Tell us about the brilliant Oreo Daily Twist campaign.
At least according to Twitter, people are sick of hearing about it. Working on it was the exact opposite, when we were worried no one knew about it. We did well early on with Gay Pride, but we still had 99 days left to go, and the creative team was very small. In retrospect that was probably the biggest advantage the campaign had. (It’s hard to sound like a committee when there’s barely enough of you to make a Backstreet Boys cover band.)
The idea was cracked the day after the 2012 Oscars. No one was talking about the winners, everyone was talking about Angelina Jolie’s leg. Our CDs, Megan and Jill, felt someone should be taking advantage of these shared cultural moments, and we thankfully had a client in Oreo that was all about sharing moments. Within the hour we had the “Daily Twist.” It underwent very few changes from that moment until we actually launched, another advantage of a small team, both on the creative and client side.
Which recent ad campaigns have impressed you the most?
You feel 2014 is going to be filled with terrible versions of the Anchorman 2 rollout. Ron Burgundy has been ubiquitous (cover of Dog Fancy, really?). Of course, we all wish we could have Will Ferrell as our spokesman. Honorable Mention to Dodge on that.
BBH London’s “Pals” spot for Robinson’s did what Google and WestJet tried and failed to do: make me tear up a bit. Pity about the tagline.
Yes, it was done by friends of mine, but I still think The Journal for NZ’s National Depression Initiative is as good as advertising gets, and sadly under-seen. An ad that doesn’t just direct people to help, but provides that help they desperately need? We should all aspire to that.
And Pereira & O’Dell’s “The Beauty Inside.” The biggest compliment that came from winning the Cannes Cyber Grand Prix was that we shared it with them. The best ideas are the ones that make you angry you didn’t do them. This campaign makes me furious.
When was the last time you blew a client away with a creative campaign which yielded results above and beyond their expectations?
Do clients get blown away? The biggest response I’ve ever gotten was a firm hug at an awards ceremony. I think clients quite rightly expect us to blow past their expectations.

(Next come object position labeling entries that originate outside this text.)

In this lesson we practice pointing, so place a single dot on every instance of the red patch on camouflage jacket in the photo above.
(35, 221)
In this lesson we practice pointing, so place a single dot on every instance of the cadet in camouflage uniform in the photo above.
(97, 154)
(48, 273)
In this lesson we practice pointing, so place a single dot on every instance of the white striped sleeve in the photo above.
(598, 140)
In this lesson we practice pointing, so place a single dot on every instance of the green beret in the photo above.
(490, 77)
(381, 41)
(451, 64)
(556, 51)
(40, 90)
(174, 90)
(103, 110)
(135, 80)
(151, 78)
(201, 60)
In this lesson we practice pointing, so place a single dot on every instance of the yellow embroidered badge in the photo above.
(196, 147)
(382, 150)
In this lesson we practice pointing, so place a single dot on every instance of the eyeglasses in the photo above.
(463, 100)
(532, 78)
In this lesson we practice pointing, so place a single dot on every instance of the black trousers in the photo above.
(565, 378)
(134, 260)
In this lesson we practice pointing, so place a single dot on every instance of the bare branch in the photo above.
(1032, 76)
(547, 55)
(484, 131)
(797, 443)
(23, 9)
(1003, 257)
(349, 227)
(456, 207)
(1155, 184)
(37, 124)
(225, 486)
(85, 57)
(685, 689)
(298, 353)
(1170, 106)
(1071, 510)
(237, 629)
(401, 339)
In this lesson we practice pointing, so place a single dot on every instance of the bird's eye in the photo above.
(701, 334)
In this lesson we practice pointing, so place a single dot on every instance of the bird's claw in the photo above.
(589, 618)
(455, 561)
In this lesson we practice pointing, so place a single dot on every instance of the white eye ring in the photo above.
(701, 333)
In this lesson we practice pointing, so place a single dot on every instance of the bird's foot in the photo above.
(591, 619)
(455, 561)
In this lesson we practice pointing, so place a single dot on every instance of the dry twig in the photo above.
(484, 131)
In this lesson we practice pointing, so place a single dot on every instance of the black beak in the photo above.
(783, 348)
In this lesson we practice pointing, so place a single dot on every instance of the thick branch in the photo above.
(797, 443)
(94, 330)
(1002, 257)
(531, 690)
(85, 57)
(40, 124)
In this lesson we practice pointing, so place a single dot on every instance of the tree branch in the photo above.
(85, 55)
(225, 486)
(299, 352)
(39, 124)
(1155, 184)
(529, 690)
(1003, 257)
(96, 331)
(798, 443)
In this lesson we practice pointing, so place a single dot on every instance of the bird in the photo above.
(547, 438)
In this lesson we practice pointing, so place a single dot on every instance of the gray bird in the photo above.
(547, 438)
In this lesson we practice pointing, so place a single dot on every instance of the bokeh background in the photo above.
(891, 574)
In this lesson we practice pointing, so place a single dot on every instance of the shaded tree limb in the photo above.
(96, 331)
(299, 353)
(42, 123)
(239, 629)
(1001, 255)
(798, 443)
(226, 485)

The Twist was obviously a pleasant surprise for everyone, but my personal favourite was something we did for the BMW X1, an SUV aimed at spontaneous people. The brief was for a digital idea, but instead we put a meal item on the menus of high-end restaurants with absolutely no description and no price tag. If diners purchased the X1 Dessert, BMW covered the cost and invited them out to a test drive. The client was a little reluctant to do it, but we promised it wouldn’t take much time or money. Two thousand dollars worth of dessert later we’d arranged enough test drives to sell an estimated $1,000,000 worth of cars.

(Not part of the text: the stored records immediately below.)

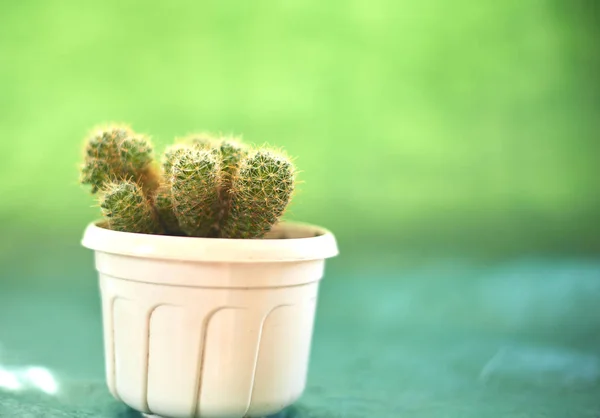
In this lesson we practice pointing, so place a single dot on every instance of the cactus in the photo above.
(164, 198)
(195, 183)
(208, 186)
(127, 209)
(260, 193)
(117, 153)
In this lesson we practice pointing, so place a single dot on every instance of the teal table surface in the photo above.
(441, 339)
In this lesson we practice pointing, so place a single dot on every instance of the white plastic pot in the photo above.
(205, 327)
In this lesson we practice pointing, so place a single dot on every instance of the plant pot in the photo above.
(207, 327)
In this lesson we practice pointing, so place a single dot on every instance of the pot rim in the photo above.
(307, 242)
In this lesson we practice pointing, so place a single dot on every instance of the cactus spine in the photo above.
(117, 153)
(195, 183)
(127, 209)
(208, 187)
(260, 192)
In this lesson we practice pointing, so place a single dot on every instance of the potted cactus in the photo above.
(208, 300)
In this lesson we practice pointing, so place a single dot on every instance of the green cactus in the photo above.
(260, 193)
(117, 153)
(195, 183)
(127, 209)
(208, 187)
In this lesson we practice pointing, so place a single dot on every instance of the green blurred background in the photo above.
(443, 126)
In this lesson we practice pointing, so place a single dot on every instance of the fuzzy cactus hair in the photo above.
(209, 186)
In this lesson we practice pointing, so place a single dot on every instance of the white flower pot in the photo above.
(205, 327)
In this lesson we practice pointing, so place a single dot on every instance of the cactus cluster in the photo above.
(205, 186)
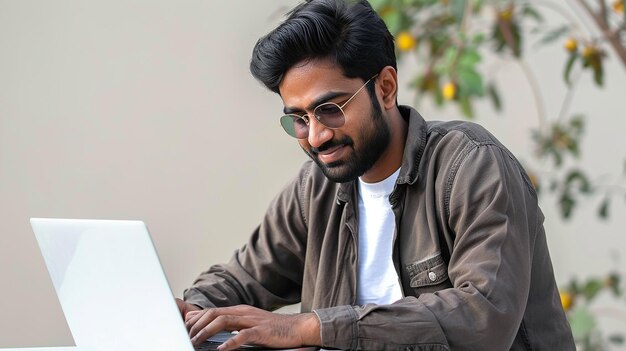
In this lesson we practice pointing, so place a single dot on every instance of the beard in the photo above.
(373, 139)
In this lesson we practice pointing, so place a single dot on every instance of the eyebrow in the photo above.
(320, 100)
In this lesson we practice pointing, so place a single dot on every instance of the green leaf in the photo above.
(617, 339)
(449, 57)
(529, 11)
(469, 58)
(494, 95)
(568, 67)
(458, 9)
(478, 38)
(582, 322)
(470, 81)
(378, 4)
(603, 212)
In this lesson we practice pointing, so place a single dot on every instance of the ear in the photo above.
(388, 83)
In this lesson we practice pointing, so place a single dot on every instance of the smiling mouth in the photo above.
(332, 154)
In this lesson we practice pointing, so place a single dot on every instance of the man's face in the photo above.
(347, 152)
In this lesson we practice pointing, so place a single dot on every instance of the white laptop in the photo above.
(111, 286)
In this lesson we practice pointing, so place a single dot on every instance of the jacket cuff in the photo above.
(195, 297)
(338, 327)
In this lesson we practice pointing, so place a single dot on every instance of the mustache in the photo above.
(346, 140)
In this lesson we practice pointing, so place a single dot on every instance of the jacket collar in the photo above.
(413, 150)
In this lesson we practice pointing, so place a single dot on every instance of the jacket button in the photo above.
(432, 276)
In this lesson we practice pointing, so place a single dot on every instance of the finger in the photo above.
(181, 306)
(192, 320)
(245, 336)
(204, 324)
(211, 326)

What are some of the hallmarks of your creative work?
I was a good student, but I got terrible grades on high school essays. It was only years later that I realised that I would identify the obvious answer, then write anything but that. That neurosis to avoid the expected has done me better in advertising than it did in class.

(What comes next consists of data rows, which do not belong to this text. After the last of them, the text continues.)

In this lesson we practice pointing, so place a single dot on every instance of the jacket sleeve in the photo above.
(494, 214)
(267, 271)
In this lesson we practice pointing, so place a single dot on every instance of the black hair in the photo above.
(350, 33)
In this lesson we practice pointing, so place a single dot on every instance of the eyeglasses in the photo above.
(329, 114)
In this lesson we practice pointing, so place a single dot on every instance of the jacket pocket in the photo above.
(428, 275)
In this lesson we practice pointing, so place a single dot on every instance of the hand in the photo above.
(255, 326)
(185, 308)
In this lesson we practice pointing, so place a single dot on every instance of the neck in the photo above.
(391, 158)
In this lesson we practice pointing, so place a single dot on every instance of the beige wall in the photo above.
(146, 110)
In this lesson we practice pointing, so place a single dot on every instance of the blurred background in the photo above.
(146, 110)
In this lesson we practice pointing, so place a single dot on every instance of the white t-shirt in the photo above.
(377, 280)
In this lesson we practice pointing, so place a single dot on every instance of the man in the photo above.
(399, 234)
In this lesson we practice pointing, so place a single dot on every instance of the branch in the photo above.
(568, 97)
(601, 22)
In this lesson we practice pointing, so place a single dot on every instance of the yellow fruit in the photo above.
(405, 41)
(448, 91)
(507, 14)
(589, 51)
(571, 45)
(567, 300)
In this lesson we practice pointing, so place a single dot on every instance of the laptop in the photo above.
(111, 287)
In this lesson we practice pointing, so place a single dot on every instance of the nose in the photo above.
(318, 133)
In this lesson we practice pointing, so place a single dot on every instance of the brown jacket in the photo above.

Coming from an interactive nerd background, it took me a couple of years to learn that “clever” ideas weren’t really the same thing as “good” ideas. Being “clever” seems to only get you 10% of the way. Being the first to use a new platform is great, but it’s nothing next to building your campaign on a truth. I love the phrase “human-shaped.” I try to always ask myself if what I’m working on can be described like that.
William Goldman wrote about movie endings having to be both unexpected and inevitable. You can’t see it coming, but when it arrives you can’t imagine it happening any other way. The best advertising works the same way. The first part is easy, but I’m trying to get better at the second part.
What’s been the biggest advertising flop of this year?
For obvious reasons we’ve kept an eye on the real-time work this year, and no category has produced more flops than that. 360i did great with its Oreo tweet, but since then the failures have made far more noise than the successes (I can’t imagine the social team that saw Pearl Harbor on the calendar and thought “Yeah, we need to get ourselves some of that”). The fundamental misunderstanding of real-time had made us all look bad.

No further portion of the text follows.